Jurgen Perl chaired these sessions and introduced the first presenter in the session, Dietmar Saupe (Universitat Konstanz). Dietmar noted the Wikipedia link to Dynamical Systems. He provided a mathematical introduction to dynamical systems.
The abstract for Dietmar’s presentation is:
Based on a physical model for the forces that must be applied by pedaling while cycling and a simple physiological model for the exertion of the athlete as a function of his/her accumulated power output, an optimal riding strategy for time trials on mountain ascents is computed. A combination of the two models leads to a mathematical optimization problem that can be solved numerically by discretization. The physical model depends most sensitively on an accurate estimation of the road slope on the course. For this purpose, we also present a new method that combines model-based slope estimations with noisy measurements from multiple GPS signals of differing quality. Altogether, we provide a means to analyze rider performance, to identify and quantify potential performance improvement, as well as to instruct the athlete exactly where and how to change his/her pacing strategy to achieve these gains.

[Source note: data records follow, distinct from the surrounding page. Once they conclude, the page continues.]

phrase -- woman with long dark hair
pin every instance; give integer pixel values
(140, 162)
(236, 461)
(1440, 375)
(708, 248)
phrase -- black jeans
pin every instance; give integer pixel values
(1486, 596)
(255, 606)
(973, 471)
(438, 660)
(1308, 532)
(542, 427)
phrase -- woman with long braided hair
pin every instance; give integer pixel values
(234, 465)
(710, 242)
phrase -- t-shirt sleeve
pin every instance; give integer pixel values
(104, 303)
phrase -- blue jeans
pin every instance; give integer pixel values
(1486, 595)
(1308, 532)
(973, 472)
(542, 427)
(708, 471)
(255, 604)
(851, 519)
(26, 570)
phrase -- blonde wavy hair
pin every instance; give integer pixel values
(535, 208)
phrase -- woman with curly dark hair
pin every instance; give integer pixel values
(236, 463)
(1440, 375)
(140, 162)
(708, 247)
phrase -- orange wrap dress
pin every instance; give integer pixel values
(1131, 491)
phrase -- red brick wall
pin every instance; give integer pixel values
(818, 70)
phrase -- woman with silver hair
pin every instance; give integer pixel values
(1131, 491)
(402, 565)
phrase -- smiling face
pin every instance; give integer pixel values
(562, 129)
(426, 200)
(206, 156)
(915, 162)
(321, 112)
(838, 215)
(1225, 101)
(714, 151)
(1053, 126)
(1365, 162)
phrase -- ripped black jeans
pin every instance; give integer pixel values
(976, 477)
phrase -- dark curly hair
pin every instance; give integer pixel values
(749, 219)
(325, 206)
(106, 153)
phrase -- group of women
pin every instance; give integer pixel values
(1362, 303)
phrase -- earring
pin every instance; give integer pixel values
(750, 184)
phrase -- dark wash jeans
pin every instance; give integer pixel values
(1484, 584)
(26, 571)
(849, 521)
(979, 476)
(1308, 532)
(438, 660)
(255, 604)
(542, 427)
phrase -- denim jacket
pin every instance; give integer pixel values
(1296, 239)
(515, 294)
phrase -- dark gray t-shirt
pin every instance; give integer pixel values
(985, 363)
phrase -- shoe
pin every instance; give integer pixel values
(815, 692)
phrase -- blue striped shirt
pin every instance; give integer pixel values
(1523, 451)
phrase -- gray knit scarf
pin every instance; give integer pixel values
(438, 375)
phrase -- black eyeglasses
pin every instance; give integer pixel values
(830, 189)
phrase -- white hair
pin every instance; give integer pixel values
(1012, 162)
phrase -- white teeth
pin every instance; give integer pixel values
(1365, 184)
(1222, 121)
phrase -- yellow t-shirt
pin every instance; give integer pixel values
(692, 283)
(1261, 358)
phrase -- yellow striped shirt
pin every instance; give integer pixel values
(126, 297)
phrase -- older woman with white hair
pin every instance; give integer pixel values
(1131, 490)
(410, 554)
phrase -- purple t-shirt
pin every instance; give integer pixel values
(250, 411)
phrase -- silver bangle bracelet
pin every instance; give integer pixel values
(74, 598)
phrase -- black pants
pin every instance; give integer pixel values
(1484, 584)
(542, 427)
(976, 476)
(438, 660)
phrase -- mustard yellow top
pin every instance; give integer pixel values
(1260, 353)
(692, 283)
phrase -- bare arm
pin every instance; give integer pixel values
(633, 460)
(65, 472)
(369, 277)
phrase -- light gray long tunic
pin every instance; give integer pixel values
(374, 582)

He presented a Model-Based Optimisation of Pacing Strategies for Cycling Time Trials (work underway with colleagues Stefan Wolf and Thorsten Dahl) with particular reference to uphill time trials. He used example data from Schienenberg. Dietmar uses power and velocity data combined with GPS and DGPS data to have better estimate the of slope of a climb.
Dietmar discussed Monod and Scherrer’s (1965) and Morton’s (1996) three-parameter Hyperbolc Model and applied these to the Schienenberg simulator rides. Future work in Dietmar’s research group will seek to improve the endurance model, improve the visualisation of proposed velocity during the ride and then test it in the field.
Jaime Sampalo (Universidade de Trás-os-Montes – Vila Real) was the second presenter of the morning session. He discussed GPS data for player positioning in football and their tactical importance. Discussed distance between players in game situations and presented data from a six week intervention study. (See also, Kannekens et al 2011.)
Koen Lemmink (University of Gronigen) was the final presenter of the first morning session. The main focus Koen’s research is performance monitoring during matches and training in ball team sports, like soccer, field hockey, and baskeball. Koen discussed video (SportVU, ProZone, Amisco) and electronic (InMotio LPM, Global Sports) tracking systems and gave an example of the SportVU system at PSV Eindhoven.
Koen shared data from a study reported in Frencken, Lemmink, Delleman and Visscher (2011). The abstract for this paper is:
There is a need for a collective variable that captures the dynamics of team sports like soccer at match level. The centroid positions and surface areas of two soccer teams potentially describe the coordinated flow of attacking and defending in small-sided soccer games at team level. The aim of the present study was to identify an overall game pattern by establishing whether the proposed variables were linearly related between teams over the course of the game. In addition, we tried to identify patterns in the build-up of goals. A positive linear relation and a negative linear relation were hypothesized for the centroid positions and surface areas respectively. Finally, we hypothesized that deviations from these patterns are present in the build-up of goals. Ten young male elite soccer players (mean age 17.3, s=0.7) played three small-sided soccer games (4-a-side) of 8 minutes as part of their regular training routine. An innovative player tracking system, local position measurement (LPM), was used for obtaining player positions at 45 Hz per player. Pearson correlation coefficients were calculated to investigate the proposed linear relation of the key variables. Correlation coefficients indicate a strong positive linear relation during a whole game for the centroid position in all three games, with the strongest relation for the forward-backward direction (r>0.94). For 10 out of 19 goals a crossing of the centroids in this direction can be seen. No negative linear relation was found for surface area (−0.01 < r<0.07). From this study, we concluded that over the course of a whole small-sided game, the forward-backward motion of the centroids is most strongly linearly related. Furthermore, goals show a specific pattern in the forward-backward motion of the centroid. Therefore, surface area and particularly centroid position may provide a sound basis for a collective variable that captures the dynamics of attacking and defending in soccer at team level. Future research should develop these ideas further.
All three presentations stimulated a large number of questions.